The Madoff Loss Game: Will Some Charity and Other Stakeholders Become Even Bigger Losers as a Result of One District Judge’s Analysis – Installment 20December 21, 2009 – Articles White Collar Defense & Compliance Blog
This is the twentieth in a series of installments on this blog that are discussing some issues arising in the aftermath of the long global Ponzi scheme of Bernard L. Madoff (“Madoff”). Installments 3 through 8, Installment 10 and Installments 14 through 19 of this series focused on the specific concerns of charities that were victims of Madoff and similar schemes. All potential stakeholders should consult professional advisors to have their positions evaluated.
On December 15, 2009, United States District Court Judge Paul S. Diamond for the Eastern District of Pennsylvania raised serious questions in the case of the Securities and Exchange Commission (“SEC”) et. al. v. Forte, regarding limitations on recoveries from those who received distributions in Ponzi schemes like that of Madoff. Specifically, Judge Diamond questioned the position of the SEC and the Commodity Futures Trading Commission (“CFTC”) that “clawback” from early investors in Ponzi schemes was limited to the illusory “profits” but not the principal that such investors had recovered. In analyzing the impact of the Pennsylvania Uniform Fraudulent Transfer Act (“PUFTA”) in a lengthy Memorandum Opinion, Judge Diamond observed,
The SEC and CFTC have apparently adopted a nationwide policy that there can be no recovery of principal from winning Ponzi scheme investors even when the investors should have seen “red flags” alerting them to the true nature of their “investments.” . . . Accordingly, it could well be more equitable and legally supportable for the SEC and the CFTC to support . . . as PUFTA provides, [to file] suit to recover the entire fraudulent transfer from all . . . net winners - both the profits and the principal.
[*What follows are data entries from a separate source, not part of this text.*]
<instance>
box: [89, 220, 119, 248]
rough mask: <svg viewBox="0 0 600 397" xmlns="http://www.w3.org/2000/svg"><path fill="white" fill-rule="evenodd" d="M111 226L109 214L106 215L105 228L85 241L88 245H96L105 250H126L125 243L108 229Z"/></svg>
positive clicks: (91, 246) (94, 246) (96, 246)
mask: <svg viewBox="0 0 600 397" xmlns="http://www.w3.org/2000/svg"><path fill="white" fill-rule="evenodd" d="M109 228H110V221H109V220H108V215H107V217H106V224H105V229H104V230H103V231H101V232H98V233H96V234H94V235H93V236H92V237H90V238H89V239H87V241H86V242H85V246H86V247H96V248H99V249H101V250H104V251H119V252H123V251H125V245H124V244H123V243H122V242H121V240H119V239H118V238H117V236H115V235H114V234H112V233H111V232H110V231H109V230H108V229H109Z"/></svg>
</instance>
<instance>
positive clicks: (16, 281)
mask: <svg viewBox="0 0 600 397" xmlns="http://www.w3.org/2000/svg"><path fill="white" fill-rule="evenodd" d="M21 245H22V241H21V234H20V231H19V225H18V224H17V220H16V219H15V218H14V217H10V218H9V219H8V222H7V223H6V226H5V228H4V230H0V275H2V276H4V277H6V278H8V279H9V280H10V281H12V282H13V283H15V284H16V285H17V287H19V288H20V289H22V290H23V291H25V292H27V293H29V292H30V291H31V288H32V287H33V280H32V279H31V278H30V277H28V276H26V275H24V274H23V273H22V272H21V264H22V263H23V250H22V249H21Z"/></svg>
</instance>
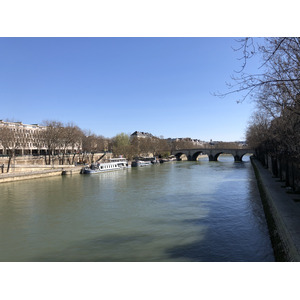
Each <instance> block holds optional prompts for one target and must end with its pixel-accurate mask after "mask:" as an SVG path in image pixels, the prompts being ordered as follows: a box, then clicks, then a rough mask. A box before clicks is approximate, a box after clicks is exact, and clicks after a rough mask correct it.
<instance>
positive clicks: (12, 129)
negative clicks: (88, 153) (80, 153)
mask: <svg viewBox="0 0 300 300" xmlns="http://www.w3.org/2000/svg"><path fill="white" fill-rule="evenodd" d="M46 129H47V127H46V126H41V125H38V124H23V123H22V122H8V121H3V120H0V155H7V154H8V152H9V151H13V152H14V154H15V155H44V154H46V153H47V147H46V144H45V142H44V141H43V137H42V134H43V131H45V130H46ZM81 146H82V145H81V144H79V143H78V145H76V146H75V148H74V147H73V149H72V147H56V152H60V149H61V148H64V151H67V152H71V150H72V151H78V150H80V149H81Z"/></svg>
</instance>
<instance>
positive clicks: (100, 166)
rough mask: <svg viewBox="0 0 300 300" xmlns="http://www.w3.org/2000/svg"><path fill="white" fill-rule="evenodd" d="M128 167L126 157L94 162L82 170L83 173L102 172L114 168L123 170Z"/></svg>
mask: <svg viewBox="0 0 300 300" xmlns="http://www.w3.org/2000/svg"><path fill="white" fill-rule="evenodd" d="M126 168H128V162H127V159H126V158H111V159H110V160H109V161H108V162H103V163H93V164H91V166H90V167H85V168H84V169H83V171H82V173H83V174H93V173H102V172H108V171H114V170H121V169H126Z"/></svg>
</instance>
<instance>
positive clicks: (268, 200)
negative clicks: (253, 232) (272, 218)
mask: <svg viewBox="0 0 300 300" xmlns="http://www.w3.org/2000/svg"><path fill="white" fill-rule="evenodd" d="M252 164H253V167H254V169H255V170H256V171H257V172H256V175H257V180H258V184H259V186H260V190H261V196H262V200H263V202H264V201H267V206H268V209H269V212H270V213H271V216H272V217H273V221H274V223H275V228H273V229H275V231H276V233H278V236H279V239H280V243H282V245H281V246H282V247H283V248H284V252H285V255H286V260H288V261H300V194H296V193H291V191H289V190H287V188H286V187H285V186H284V184H285V183H284V182H281V181H280V180H279V178H274V177H273V176H272V174H271V173H270V171H269V170H267V169H265V168H264V167H263V166H262V164H261V163H260V162H259V161H258V160H256V159H255V158H253V159H252ZM263 198H265V199H263Z"/></svg>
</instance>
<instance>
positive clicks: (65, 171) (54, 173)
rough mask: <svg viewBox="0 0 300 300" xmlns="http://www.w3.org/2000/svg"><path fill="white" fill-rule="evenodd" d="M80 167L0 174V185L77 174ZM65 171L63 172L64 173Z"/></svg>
mask: <svg viewBox="0 0 300 300" xmlns="http://www.w3.org/2000/svg"><path fill="white" fill-rule="evenodd" d="M81 169H82V166H76V167H71V166H65V167H63V166H60V167H53V168H51V169H50V168H49V170H38V171H28V172H16V173H14V172H12V173H0V183H4V182H12V181H20V180H27V179H37V178H44V177H51V176H61V175H64V174H66V175H72V174H79V173H80V171H81ZM64 171H65V172H64Z"/></svg>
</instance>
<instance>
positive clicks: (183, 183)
mask: <svg viewBox="0 0 300 300" xmlns="http://www.w3.org/2000/svg"><path fill="white" fill-rule="evenodd" d="M0 193H1V201H0V234H1V248H0V260H1V261H273V260H274V258H273V252H272V248H271V244H270V240H269V237H268V231H267V227H266V222H265V219H264V215H263V211H262V206H261V203H260V199H259V194H258V191H257V187H256V181H255V178H254V175H253V171H252V168H251V164H250V163H249V161H247V162H245V163H234V162H233V159H232V158H231V157H221V158H220V160H219V161H218V162H208V161H207V160H205V159H201V160H199V161H198V162H174V163H166V164H162V165H158V166H149V167H144V168H132V169H131V170H124V171H116V172H111V173H103V174H92V175H73V176H70V177H69V176H65V177H56V178H47V179H39V180H28V181H23V182H16V183H6V184H2V185H0Z"/></svg>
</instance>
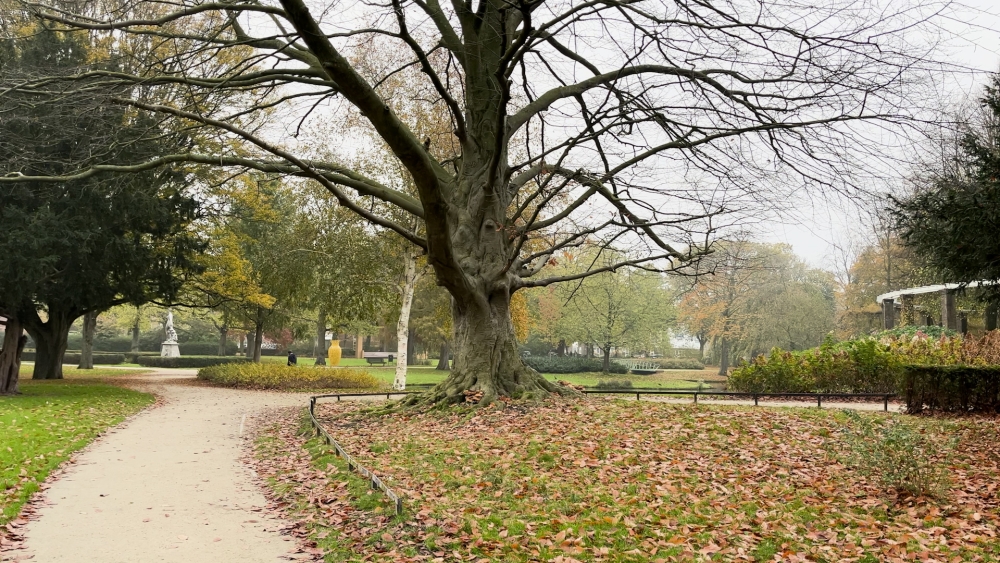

The position of Judge Diamond may be starkly contrasted to statements made on October 27, 2009, by Irving Picard, the trustee in the Madoff liquidation proceeding. During the course of the questioning by reporters, the “clawback” issue was raised and the following response was given by Mr. Picard, as previously reported in Installment 18 of this series:
At the moment, as I indicated of the accounts that were active at the end of last December, there were 2,568 accounts that received more than was deposited. . . . That’s an area that we are looking at. . . . No final decisions have been made; it’s a matter that again, over a period of the next six to eight or nine months, we’re going to be taking a very close look and, quite frankly, those will be looked at virtually on an individual basis before we make some final decisions. . . if we determine that that’s a matter that we’re going to pursue, then we will pursue them for what we believe is the appropriate amount that we should be seeking from them.
It is noteworthy that Mr. Picard simply assumed that he would be limiting recovery efforts from “winners” to their excess distributions but not to the principal that these winners would have recovered in full. He did not address at all in his response whether he will pursue the widely-publicized “profits” from investing with Madoff that have been reported for some charities like Hadassah, as discussed in Installment 14 of this blog series. If Judge Diamond’s position were to be followed in the Madoff proceeding, the result could be to expose such charities to millions of dollars more in potential “clawback.”
Mr. Picard interestingly went even further in his statements regarding pursuit of “winners” than the SEC and CFTC. He has indicated that he will pick and choose among the winners, depending on currently unstated individual qualitative and quantitative standards that may have no firm legal basis.
It is clear that the Madoff case will continue to create controversy and new law as it unfolds.